Le chat s’est comporté étrangement toute la soirée. Il sifflait, miaulait et ne s’éloignait pas de la cuisinière. Je pensais qu’il avait faim ou qu’il avait mal quelque part. Je l’ai nourri, caressé, mais il restait là, raide, la queue baissée, regardant avec méfiance vers la cuisinière à gaz.
— Qu’est-ce que tu as, mon ami ? — murmurai-je, prête à me fâcher. Mais quelque chose dans son regard m’a arrêtée. Il n’avait pas peur — il protégeait.

Je me suis approchée lentement de la cuisinière. Le chat a arqué le dos, a sifflé encore plus fort, comme s’il voulait m’empêcher d’avancer. Mais je me suis quand même penchée et j’ai regardé dans la fente étroite entre la cuisinière et le mur.
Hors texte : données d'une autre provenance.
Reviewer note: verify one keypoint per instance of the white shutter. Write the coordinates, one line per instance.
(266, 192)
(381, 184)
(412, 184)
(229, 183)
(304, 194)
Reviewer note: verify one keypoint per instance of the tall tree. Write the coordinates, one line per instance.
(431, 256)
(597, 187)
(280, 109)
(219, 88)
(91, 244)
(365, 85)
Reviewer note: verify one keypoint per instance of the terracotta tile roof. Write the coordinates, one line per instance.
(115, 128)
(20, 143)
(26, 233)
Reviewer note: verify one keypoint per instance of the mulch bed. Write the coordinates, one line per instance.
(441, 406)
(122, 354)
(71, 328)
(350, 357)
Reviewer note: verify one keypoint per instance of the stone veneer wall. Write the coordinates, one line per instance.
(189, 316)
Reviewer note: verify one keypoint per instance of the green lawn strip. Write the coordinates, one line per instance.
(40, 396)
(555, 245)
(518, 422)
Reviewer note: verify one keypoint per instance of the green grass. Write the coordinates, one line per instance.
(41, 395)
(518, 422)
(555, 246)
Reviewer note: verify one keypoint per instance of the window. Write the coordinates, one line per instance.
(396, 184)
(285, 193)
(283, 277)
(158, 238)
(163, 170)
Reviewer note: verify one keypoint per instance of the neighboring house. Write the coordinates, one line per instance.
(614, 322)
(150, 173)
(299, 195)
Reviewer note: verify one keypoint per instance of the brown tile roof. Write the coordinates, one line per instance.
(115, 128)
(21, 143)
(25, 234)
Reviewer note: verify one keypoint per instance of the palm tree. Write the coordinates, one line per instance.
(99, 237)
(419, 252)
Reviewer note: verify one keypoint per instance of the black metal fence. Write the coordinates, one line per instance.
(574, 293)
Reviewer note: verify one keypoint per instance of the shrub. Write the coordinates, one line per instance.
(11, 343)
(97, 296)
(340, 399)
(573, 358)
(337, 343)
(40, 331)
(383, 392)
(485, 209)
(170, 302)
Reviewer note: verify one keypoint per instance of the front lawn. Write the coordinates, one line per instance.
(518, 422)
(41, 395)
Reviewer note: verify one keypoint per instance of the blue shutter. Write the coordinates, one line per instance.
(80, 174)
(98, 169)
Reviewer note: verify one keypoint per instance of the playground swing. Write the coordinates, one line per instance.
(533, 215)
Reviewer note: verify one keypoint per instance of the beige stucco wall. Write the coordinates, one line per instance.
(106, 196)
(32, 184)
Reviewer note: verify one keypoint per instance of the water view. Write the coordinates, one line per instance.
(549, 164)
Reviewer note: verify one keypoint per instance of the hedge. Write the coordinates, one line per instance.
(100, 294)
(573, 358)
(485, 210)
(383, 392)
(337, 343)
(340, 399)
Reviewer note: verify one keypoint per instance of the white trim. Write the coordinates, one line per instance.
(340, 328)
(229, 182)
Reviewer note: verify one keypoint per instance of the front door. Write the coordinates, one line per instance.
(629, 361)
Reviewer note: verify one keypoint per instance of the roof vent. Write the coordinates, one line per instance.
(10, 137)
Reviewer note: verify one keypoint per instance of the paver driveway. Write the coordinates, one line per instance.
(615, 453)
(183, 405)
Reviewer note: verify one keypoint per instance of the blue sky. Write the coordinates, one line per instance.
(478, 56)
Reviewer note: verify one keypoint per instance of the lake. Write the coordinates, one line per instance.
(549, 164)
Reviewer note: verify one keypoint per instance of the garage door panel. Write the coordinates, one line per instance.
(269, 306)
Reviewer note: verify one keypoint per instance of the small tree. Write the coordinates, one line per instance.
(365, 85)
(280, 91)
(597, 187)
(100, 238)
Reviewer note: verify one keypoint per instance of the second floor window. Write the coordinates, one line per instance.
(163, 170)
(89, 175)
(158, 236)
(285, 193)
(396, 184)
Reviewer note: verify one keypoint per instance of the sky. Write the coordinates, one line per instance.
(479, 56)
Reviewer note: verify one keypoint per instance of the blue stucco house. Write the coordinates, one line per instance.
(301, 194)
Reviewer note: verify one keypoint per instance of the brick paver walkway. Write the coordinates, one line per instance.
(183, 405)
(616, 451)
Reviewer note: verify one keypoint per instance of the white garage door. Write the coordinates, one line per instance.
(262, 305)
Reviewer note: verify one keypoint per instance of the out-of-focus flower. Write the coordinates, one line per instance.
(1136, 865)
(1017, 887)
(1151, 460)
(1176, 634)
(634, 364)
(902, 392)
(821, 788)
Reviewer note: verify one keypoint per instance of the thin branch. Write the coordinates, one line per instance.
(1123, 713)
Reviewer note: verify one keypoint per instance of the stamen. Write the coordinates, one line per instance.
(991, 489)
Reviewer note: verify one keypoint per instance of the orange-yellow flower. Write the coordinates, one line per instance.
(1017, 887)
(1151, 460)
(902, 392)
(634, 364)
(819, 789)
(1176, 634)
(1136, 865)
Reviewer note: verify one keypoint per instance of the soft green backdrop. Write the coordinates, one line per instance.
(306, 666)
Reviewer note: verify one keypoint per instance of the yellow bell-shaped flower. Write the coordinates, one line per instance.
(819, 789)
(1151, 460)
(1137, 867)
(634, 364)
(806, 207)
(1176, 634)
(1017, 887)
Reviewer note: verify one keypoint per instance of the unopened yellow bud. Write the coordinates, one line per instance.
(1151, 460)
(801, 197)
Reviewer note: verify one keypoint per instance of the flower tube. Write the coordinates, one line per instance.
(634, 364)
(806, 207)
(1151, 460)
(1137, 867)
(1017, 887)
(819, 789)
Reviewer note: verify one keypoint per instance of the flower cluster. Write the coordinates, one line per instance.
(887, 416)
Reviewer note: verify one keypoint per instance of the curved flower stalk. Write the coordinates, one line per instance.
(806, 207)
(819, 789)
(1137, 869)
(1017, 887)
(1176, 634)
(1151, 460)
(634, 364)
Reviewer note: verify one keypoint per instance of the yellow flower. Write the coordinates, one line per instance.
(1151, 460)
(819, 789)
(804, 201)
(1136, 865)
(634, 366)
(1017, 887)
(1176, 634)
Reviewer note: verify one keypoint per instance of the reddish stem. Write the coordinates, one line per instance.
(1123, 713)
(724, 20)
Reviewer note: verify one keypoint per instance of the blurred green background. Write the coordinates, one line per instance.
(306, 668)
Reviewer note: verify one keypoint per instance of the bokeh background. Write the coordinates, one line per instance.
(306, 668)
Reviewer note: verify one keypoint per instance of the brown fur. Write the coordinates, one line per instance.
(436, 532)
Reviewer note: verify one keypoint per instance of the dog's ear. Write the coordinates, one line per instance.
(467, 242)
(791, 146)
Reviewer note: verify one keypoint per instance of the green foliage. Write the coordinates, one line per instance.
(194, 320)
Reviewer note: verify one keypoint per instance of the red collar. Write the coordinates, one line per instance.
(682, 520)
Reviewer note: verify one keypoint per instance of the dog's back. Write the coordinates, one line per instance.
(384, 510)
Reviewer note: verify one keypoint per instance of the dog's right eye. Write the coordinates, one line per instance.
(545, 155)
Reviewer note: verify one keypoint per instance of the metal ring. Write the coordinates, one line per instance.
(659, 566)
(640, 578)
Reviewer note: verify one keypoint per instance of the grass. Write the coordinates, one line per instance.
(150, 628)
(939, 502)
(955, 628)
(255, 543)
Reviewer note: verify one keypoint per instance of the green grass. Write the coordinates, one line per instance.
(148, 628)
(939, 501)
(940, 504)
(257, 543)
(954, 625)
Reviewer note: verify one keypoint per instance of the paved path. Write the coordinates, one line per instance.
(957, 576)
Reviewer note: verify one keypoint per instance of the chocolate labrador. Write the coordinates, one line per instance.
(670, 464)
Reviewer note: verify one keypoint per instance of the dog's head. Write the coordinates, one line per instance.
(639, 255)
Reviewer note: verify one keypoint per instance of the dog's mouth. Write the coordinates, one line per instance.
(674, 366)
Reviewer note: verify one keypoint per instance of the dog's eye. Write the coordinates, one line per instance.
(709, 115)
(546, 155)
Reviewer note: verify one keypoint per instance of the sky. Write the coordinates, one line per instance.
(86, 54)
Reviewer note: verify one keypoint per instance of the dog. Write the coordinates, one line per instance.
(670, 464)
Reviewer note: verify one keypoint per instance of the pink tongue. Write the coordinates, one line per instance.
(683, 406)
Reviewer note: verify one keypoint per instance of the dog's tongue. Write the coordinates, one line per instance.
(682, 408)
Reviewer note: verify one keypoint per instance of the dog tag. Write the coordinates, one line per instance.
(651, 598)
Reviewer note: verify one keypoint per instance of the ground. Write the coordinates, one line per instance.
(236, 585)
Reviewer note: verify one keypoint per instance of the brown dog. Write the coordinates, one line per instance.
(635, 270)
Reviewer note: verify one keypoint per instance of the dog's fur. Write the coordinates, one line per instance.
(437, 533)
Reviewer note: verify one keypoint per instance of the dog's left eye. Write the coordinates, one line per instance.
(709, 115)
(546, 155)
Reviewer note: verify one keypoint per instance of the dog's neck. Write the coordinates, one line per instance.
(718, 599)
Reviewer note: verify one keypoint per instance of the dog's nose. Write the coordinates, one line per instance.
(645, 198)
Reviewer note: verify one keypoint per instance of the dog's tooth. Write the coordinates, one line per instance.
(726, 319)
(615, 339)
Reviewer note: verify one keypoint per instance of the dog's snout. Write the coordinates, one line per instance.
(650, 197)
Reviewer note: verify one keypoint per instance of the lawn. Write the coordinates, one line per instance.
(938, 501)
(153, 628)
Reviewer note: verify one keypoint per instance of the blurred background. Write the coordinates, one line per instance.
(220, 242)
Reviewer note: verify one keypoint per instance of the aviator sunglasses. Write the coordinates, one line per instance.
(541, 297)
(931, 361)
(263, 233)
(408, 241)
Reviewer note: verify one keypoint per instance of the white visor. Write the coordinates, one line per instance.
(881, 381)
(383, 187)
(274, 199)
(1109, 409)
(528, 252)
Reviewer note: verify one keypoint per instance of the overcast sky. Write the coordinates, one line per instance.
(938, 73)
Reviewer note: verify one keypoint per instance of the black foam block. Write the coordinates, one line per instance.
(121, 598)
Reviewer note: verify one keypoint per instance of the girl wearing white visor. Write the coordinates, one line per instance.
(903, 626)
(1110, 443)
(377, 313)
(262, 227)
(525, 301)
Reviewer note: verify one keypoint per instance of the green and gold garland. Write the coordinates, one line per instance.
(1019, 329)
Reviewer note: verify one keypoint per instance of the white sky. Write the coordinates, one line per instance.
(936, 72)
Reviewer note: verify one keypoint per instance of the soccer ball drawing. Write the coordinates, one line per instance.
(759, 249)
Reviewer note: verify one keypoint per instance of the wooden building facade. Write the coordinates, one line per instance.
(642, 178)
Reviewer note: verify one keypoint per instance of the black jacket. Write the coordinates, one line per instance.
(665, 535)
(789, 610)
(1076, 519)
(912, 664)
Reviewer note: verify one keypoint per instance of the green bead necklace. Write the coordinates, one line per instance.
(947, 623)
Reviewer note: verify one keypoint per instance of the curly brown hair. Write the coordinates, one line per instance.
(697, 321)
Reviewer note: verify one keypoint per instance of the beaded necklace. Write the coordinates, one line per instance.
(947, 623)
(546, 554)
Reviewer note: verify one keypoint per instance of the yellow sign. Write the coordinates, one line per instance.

À cet instant, mon cœur s’est figé. J’ai crié instinctivement et j’ai reculé d’horreur. Ce que j’ai vu là, je ne l’oublierai jamais de ma vie…
Dans l’obscurité, quelque chose a bougé — long, glissant, avec une peau brillante et des yeux morts. Quand j’ai compris que c’était un serpent, mon cœur a failli s’arrêter.
Instinctivement, je me suis reculée, serrant le chat contre moi. Mais lui n’a pas eu peur — au contraire, il s’est tendu, a arqué le dos et a sifflé. Le serpent est lentement sorti de dessous la cuisinière et a rampé droit vers moi.
Je reculais jusqu’à ce que mon dos touche le mur. Le monde s’était réduit à un seul son — un sifflement doux, semblable à un murmure de mort.
Et soudain, le chat a bondi. Il s’est jeté sur le serpent comme un petit lion. Celui-ci s’est aussitôt retourné, a levé la tête et est resté immobile face à lui, prêt à attaquer.
Un silence oppressant est tombé entre eux. On aurait dit que le temps s’était arrêté — deux prédateurs, deux ombres, figées dans l’attente du coup fatal.

Je n’ai eu que le temps de crier et de m’enfuir de la cuisine, les doigts tremblants composant le numéro d’urgence. Derrière la porte, j’entendais des sifflements, des bruits sourds et des coups de griffes.
Quand les secours sont arrivés, ils ont sorti le serpent de derrière la cuisinière. Et mon chat — impassible, fier, comme si de rien n’était — est venu vers moi et s’est frotté contre ma jambe.
Depuis ce jour, chaque fois que je le regarde dans les yeux, je repense à cette soirée. Et je comprends : il m’a déjà sauvé la vie une fois.